In trade, the body that coordinates countries is the World Trade Organization (WTO). The WTO was formed January 1, 1995, after 120 governments agreed to make international trade of goods and services more free and fair.
The Agreement on Agriculture was just one part of this pact, and since its introduction, global farm trade – including America’s food, feed, fiber and fuel exports – has really taken off.
This agreement outlined tariff rate reductions. It set forth guidelines that countries must follow, including rules related to subsidy levels and technical barriers to trade. And, it promoted transparency and formed a system for governments to air grievances and defend themselves against the charges of others.
So far, the results of this increase in cooperation have been undeniable for America’s farmers and ranchers.
U.S. agricultural exports averaged $23.5 billion a year from 1960 to 1994, yet they’ve only fallen below $50 billion one year since the WTO system was put in place. The jump in farm-related trade was an astonishing $10 billion between 1994 and 1995 alone, and the value of agricultural exports has accelerated greatly since 2005, when tariff reduction levels were phased in under the WTO deal for most countries.
USDA data show that sorghum exports have increased by $1.6 billion and corn exports by $1 billion from 1995 to 2015.
It’s not just the value of exports either. Overall volume of agricultural trade is up too, with USDA data showing that grain trade remained strong throughout the past two decades, with export volumes of oilseeds, meat and specialty products climbing much higher.
Looking at this through the lens of grain in all forms, as the U.S. Grains Council does, also shows this trend clearly.
A recent Congressional Research Service paper on agricultural trade summed up the importance of these achievements:
"USDA estimates that during the most recent three years (2013-2015), the value of U.S. agricultural exports accounted for between 10 percent and 11 percent of total U.S. exports. Within the agricultural sector, the importance of exports looms even larger, accounting for 20 percent of the value of overall agricultural production in 2013.
"USDA estimates that each dollar of agricultural exports stimulates an additional $1.27 in business activity, while each $1 billion in agricultural exports supports 7,550 jobs."
Of course, America’s record of success doesn’t mean that it’s alone on the playing field.
The WTO’s World Trade Report 2014 examined the trends that drove overall trade growth during the past decade, and it largely credits the rise of the developing world.
Countries like Brazil, China and India have seen their economies expand and purchasing power climb as more citizens move out of poverty. Developing nations now account for half of global output and trade, according to the WTO.
But this has also exposed weaknesses of the WTO framework, which is more than 20 years old.
When the Agricultural Agreement was first signed, developed nations in Europe and North America largely dominated the trade arena. So, WTO members aimed to fuel developing-country growth by excluding them from some reforms and offering less stringent rules.

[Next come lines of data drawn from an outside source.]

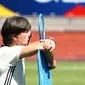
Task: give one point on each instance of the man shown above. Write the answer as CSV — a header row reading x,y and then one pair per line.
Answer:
x,y
16,34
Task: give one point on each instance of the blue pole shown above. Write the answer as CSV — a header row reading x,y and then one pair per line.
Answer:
x,y
44,74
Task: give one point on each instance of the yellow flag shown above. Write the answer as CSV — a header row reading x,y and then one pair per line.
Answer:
x,y
5,12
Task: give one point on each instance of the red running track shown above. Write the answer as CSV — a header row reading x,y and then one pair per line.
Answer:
x,y
70,45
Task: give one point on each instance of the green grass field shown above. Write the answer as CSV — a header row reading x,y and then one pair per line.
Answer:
x,y
66,73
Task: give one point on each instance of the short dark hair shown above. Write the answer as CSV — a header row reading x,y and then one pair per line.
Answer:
x,y
13,26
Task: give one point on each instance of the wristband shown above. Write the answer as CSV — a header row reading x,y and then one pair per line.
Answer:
x,y
51,38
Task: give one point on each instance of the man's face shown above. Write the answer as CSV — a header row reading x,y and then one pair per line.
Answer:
x,y
23,38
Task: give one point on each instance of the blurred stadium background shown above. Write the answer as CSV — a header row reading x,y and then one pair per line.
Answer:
x,y
65,21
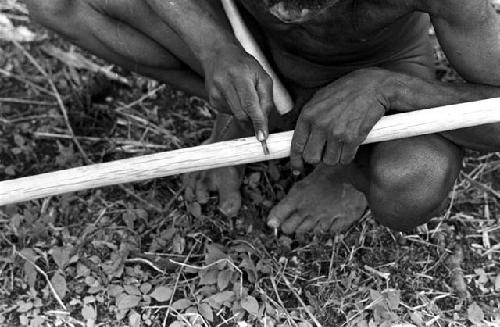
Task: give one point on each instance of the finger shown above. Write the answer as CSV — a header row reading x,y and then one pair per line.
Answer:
x,y
265,93
250,104
313,151
333,151
232,99
299,140
349,151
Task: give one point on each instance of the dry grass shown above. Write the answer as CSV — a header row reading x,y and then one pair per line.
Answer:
x,y
140,255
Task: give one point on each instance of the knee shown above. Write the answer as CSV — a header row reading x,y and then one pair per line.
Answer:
x,y
408,187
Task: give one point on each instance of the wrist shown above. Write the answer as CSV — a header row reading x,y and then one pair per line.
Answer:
x,y
221,46
396,89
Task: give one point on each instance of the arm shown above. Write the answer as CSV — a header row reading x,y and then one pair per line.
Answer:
x,y
233,79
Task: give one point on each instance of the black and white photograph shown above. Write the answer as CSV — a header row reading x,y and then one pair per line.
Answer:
x,y
250,163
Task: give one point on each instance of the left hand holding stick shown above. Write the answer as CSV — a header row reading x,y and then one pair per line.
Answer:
x,y
339,117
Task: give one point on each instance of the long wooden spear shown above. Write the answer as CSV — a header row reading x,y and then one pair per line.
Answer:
x,y
235,152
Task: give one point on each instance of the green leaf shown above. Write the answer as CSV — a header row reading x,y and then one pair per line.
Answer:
x,y
89,313
206,311
475,314
251,305
134,319
208,277
223,297
214,254
59,283
394,299
114,290
61,255
124,302
223,279
132,290
417,318
146,287
162,294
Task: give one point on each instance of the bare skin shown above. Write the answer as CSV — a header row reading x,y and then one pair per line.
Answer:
x,y
346,63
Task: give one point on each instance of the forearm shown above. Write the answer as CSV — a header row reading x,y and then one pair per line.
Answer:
x,y
411,93
198,23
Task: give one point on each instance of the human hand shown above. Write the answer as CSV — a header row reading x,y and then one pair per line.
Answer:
x,y
339,117
237,83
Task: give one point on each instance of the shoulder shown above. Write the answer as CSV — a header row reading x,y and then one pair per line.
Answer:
x,y
452,8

It worked, but now many developing nations still want special treatment and, some would argue, are even abusing the current system to avoid reform and gain a competitive advantage.
For example, a recent study by DTB Associates showed that agriculture subsidy rates in Brazil, China, India, Thailand and Turkey are rapidly increasing and are well above WTO limits.
If the Olympics teach us anything, it’s that everyone should have to play by the rules, and if they don’t, it’s up to the international governing body to restore order and fair competition.
America’s continued gold-medal position in agricultural trade just might depend on it.